The Labour leader exploited Conservative splits over disability benefits.

It didn't take long for Theresa May to herald the Conservatives' Copeland by-election victory at PMQs (and one couldn't blame her). But Jeremy Corbyn swiftly brought her down to earth. The Labour leader denounced the government for "sneaking out" its decision to overrule a court judgement calling for Personal Independence Payments (PIPs) to be extended to those with severe mental health problems.

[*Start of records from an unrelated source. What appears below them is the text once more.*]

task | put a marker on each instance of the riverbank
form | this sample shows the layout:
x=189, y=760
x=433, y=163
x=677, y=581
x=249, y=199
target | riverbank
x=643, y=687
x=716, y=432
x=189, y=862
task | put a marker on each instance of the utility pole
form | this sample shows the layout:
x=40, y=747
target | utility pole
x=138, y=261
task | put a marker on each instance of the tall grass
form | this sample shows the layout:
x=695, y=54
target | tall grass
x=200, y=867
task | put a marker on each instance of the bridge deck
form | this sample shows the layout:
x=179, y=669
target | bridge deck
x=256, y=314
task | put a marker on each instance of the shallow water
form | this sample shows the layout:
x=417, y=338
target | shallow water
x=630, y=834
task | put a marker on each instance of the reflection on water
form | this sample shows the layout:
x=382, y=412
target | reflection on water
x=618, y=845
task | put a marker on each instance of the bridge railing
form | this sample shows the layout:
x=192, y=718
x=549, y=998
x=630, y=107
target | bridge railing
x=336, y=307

Rather than merely expressing his own outrage, Corbyn drew on that of others. He smartly quoted Tory backbencher Heidi Allen, one of the tax credit rebels, who has called on May to "think agan" and "honour" the court's rulings. The Prime Minister protested that the government was merely returning PIPs to their "original intention" and was already spending more than ever on those with mental health conditions. But Corbyn had more ammunition, denouncing Conservative policy chair George Freeman for his suggestion that those "taking pills" for anxiety aren't "really disabled". After May branded Labour "the nasty party" in her conference speech, Corbyn suggested that the Tories were once again worthy of her epithet.

May emphasised that Freeman had apologised and, as so often, warned that the "extra support" promised by Labour would be impossible without the "strong economy" guaranteed by the Conservatives. "The one thing we know about Labour is that they would bankrupt Britain," she declared. Unlike on previous occasions, Corbyn had a ready riposte, reminding the Tories that they had increased the national debt by more than every previous Labour government.

But May saved her jibe of choice for the end, recalling shadow cabinet minister Cat Smith's assertion that the Copeland result was an "incredible achivement" for her party. "I think that word actually sums up the Right Honourable Gentleman's leadership. In-cred-ible," May concluded, with a rather surreal Thatcher-esque flourish.

Yet many economists and EU experts say the same of her Brexit plan. Having repeatedly hailed the UK's "strong economy" (which has so far proved resilient), May had better hope that single market withdrawal does not wreck it. But on Brexit, as on disability benefits, it is Conservative rebels, not Corbyn, who will determine her fate.

George Eaton is political editor of the New Statesman.